Gas chromatography – GC and GC-UV
Traditional gas chromatography is a well known and very widely used method for chemical detection and analysis installed in hundred thousands of laboratories world wide.
Basically, the heart of the chromatograph is a column, a long tube that separates the various substances by mainly due to their individual boiling points. The separation characteristics depends also upon the chemical nature of the inside surface layer of the column.
The flow of gasses can be detected by various means and a basic gas chromatograph can have various detectors to detect the variations in the out flowing gas.
The basic ones are concepts like flame ionisation detectors and time from injection of the mixture of substances to when they appear by the detector in the end of the column can be, for simple cases, the indicator of what substances it is, given that temperature and pressure is kept under control.
There can be detectors like MS Mass Spectroscopy that actually disassembles the gas molecules and measure their mass, often by observing variations in their travel in a very low vacuum system GC-UV does not have to take into such strict consideration of time of elution, temperatures or pressures due to that is the spectral absorption of light that determines the substances.

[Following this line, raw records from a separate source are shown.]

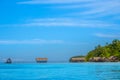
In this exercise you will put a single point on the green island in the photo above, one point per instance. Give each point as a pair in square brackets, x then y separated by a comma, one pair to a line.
[108, 53]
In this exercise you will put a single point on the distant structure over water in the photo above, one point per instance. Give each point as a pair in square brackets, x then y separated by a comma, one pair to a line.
[41, 60]
[8, 61]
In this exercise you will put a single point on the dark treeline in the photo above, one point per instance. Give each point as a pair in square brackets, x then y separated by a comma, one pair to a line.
[110, 50]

GC-UV is based on the UV light absorption in the gas/vapour phase as the detector. The wavelength range is extended down into the far-/vacuum-UV. This gives a number of advantages. By carrying out the recording in the vapour phase no spectral shifts, like in the liquid phase, are present and, there are no cut off wavelength limit due to any liquid solvent. At the short UV-wavelength range the majority of the qualitative information can be gained. Moreover, this range also most often shows the highest absorptivities (i. e. highest sensitivities) and many classes of chemical compounds, not considered as UV-absorbing, can be determined with high sensitivity.

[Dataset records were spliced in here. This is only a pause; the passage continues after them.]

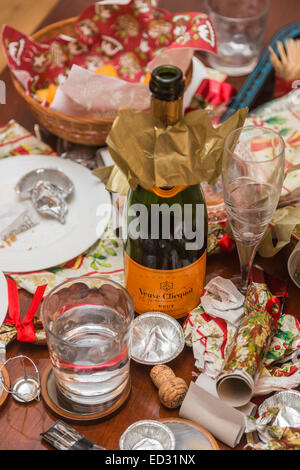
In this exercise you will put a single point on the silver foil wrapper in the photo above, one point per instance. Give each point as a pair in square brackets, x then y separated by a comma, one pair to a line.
[147, 435]
[48, 190]
[278, 424]
[156, 339]
[49, 200]
[29, 181]
[288, 403]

The GC-UV is a general method of analysis and can be applied within numerous application areas. The results obtained are both qualitative and quantitative. The qualitative results give both identification of individual compounds, including isomers and chemical classification of compounds present in the sample. Classification gives comprehensive information about the chemical class as for example an aliphatic ketone or a substituted benzothiazol and so on. Quantitative determination is based on the knowledge of the light absorbing power of the compound and is often carried out using standards with known concentrations. This is the principle (Lambert Beers law) of spectrophotometry and is considered to be one of the most reliable quantification principle.